We’d all like to live in a world without compromises and dilemmas. A world in which you get to have your cake and eat it too. That rarely happens, but occasionally, we get lucky. In the world of dye sublimation, someone has created a magic pastry. The traditional trade-off involving sublimation and other large format print options is the dilemma between color gamut and outdoor durability. The more vibrant the color, the shorter its outdoor life will be. That’s why dye sublimation has for years been popular for personal, indoor, and novelty use, but not for outdoor signs and graphics. Dye-based inks are vibrant and colorful, but not for long.
A ‘have your cake and eat it too breakthrough’ has come from Duraluxe. Duraluxe panels give you the outdoor durability of eco-solvent prints and the vivid color and print quality of dye sublimation. How did they do that?
The Saturation Vs. Durability Dilemma
In the ink world, there are sliding scales for color gamut and outdoor durability. As you look at the large format ink options available, there are two sliding scales, one for saturation and one for UV resistance or outdoor durability, also known as UV resistance or colorfastness (Fig 1). Dye-based aqueous ink and solvent-based inks are at opposite ends of both spectrums. Eco-solvent inks have a broad color gamut, but aren’t as vivid as dye-based aqueous prints. Eco-solvent ink however lasts three years outdoors before noticeable UV fade begins.
Dye based aqueous inks are the most vivid on the market, but the most susceptible to UV fade. A typical print made with dye-based inks may fade noticeably in outdoor sunlight in a matter of weeks. Think of dye-based inks as the reality TV stars of digital printing. They shine brightly but fade quickly.
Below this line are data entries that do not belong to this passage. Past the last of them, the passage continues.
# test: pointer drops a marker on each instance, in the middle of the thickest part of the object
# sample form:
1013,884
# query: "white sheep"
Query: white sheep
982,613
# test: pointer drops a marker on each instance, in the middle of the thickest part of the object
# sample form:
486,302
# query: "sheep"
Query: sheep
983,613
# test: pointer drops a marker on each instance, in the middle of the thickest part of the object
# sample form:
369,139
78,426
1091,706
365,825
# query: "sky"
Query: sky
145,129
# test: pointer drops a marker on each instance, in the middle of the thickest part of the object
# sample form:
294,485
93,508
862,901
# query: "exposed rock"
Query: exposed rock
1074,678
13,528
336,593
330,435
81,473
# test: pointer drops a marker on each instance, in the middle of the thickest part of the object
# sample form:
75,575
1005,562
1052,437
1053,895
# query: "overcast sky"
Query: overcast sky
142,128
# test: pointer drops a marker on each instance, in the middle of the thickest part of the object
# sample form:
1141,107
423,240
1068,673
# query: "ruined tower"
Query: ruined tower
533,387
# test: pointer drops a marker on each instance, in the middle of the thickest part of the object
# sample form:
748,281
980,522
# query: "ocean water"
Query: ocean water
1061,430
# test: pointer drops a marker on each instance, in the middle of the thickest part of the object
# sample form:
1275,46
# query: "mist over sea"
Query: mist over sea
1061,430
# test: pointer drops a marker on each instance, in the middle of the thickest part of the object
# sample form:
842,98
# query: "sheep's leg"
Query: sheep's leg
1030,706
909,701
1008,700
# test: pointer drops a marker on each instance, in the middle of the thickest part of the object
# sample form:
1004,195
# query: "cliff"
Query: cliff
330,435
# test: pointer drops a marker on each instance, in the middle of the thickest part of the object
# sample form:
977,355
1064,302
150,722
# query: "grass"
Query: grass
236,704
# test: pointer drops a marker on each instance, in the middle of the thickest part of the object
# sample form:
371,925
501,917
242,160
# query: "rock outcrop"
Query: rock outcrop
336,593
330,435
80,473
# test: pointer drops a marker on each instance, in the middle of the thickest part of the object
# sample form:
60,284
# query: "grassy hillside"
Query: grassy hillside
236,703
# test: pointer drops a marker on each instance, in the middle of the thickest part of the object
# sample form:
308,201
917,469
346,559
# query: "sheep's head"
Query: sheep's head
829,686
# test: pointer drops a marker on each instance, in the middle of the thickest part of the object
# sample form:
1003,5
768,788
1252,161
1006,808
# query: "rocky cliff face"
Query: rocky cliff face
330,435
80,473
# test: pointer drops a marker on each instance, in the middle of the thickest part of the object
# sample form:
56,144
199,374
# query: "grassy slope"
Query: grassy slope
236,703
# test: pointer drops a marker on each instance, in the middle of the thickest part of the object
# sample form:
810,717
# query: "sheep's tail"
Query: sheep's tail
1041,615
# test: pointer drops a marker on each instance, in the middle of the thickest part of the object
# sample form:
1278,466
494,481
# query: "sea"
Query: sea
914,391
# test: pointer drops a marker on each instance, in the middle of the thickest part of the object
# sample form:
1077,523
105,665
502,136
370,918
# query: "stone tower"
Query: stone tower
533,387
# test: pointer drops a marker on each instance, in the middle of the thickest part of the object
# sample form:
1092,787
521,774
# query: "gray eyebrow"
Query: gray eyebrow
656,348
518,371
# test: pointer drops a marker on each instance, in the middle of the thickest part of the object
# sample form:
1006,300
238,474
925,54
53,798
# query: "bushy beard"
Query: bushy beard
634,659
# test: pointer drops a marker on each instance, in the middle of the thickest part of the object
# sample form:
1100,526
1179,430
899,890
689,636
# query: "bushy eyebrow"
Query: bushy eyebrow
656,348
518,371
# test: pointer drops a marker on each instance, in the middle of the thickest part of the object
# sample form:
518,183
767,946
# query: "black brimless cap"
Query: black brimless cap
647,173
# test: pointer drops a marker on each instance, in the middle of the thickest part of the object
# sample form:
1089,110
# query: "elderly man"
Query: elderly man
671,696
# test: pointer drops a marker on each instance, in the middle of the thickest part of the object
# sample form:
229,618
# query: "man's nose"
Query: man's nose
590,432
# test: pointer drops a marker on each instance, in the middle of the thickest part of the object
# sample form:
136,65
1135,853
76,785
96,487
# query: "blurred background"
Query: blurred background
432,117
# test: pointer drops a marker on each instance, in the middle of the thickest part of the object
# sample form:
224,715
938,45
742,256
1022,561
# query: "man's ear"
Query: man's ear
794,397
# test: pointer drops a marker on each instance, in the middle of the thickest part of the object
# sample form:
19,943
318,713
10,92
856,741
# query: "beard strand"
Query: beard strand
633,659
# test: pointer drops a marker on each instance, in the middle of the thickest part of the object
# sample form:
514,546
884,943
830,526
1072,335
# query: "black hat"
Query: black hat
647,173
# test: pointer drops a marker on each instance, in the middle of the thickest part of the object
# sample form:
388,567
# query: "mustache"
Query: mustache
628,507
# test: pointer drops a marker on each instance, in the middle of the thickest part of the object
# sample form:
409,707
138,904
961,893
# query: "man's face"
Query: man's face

This has been one of the limitations for dye sublimation gaining wider acceptance in the sign market. The prints look great and you can transfer them to lots of polymer-coated substrates, including metals. But if you put them outside, or even in a window, they don’t hold up well. Not anymore. Duraluxe has solved this problem.
Duraluxe: The Difference is in the Coating
Duraluxe came to the sublimation blank industry from a different perspective. The parent company has over 25 years of experience in outdoor architectural decoration. They know a thing or two about aluminum panels. Their unique approach to the UV fade problem is somewhat similar to the process that makes eco-solvent inks so durable. In solvent and eco-solvent printing, the chemical solvents in the ink penetrate the surface of the print media and carry the resins down into the face film. This means the resins aren’t on top of the face film completely exposed to Ultraviolet radiation. It takes years for the impact of the sun’s UV rays to penetrate down into the media and begin to bleach the resins.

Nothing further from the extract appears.